Her husband Tok Jambul also experienced the same thing as one day while he was sleeping, a mysterious man appeared in his dream telling him that a group of jinns wanted to have fun with his wife. In order for the jinns to not disturb his wife, the man instructed Tok Jambul to stick several pulai trees and splash tepung tawar unto it. After the incident, the jinns no longer disturb his wife and the harvest becomes bountiful. Tok Senik and Tok Jambul continued the tradition until it became the Balai dance.

== Description ==
The dance involves a number of local village women which would gather around a pulai tree and an umbrella-like structure called Balai (originally called Payung Buoh or Fruit Umbrella) which is decorated with colourful smaller umbrellas, clothes and leaves.

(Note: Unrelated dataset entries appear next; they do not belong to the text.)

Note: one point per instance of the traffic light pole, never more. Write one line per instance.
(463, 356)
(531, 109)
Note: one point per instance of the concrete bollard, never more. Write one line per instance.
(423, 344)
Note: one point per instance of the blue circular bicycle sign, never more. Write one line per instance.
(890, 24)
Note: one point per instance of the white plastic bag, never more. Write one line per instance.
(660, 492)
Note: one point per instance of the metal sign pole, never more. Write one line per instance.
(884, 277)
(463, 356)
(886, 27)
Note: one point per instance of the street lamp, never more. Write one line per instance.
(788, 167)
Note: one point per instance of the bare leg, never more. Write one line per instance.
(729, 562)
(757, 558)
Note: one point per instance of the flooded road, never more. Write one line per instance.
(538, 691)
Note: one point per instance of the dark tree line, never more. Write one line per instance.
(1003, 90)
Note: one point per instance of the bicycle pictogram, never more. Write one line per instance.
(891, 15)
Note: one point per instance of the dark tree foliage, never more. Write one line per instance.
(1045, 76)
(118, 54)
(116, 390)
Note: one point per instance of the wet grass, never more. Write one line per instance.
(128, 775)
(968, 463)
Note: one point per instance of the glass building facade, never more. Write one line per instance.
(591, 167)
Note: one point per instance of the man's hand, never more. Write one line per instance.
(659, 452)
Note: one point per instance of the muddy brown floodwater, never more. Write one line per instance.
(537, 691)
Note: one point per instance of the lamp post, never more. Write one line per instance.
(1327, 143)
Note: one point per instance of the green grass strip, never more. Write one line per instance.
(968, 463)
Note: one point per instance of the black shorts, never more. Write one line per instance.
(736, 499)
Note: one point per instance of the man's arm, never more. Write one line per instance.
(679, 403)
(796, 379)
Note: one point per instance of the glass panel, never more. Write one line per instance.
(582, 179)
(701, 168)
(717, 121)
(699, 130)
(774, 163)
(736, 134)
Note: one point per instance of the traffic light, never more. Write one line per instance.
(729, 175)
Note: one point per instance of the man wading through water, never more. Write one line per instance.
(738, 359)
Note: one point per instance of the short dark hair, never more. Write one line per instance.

These women would dressed in a typical farming clothing and brought farming tools with them, then they would dance around the Balai based on movements relating to farming such as plowing the land, pounding rice and tiling farms while singing songs or chanting poems (pantun) which contains not only about paddy and to appease paddy spirits but also advice and examples. The dance accompanied by two drums and a gong usually done by male musicians. Before the dance ends, they will plough a small pulai tree from its place and put it beside the Balai.

Modern contemporary versions of Balai dance usually includes male dancers dancing alongside female dancers and no longer limited to dancing at the paddy fields. The dance has evolved into more of a cultural dance instead of worshipping ceremony.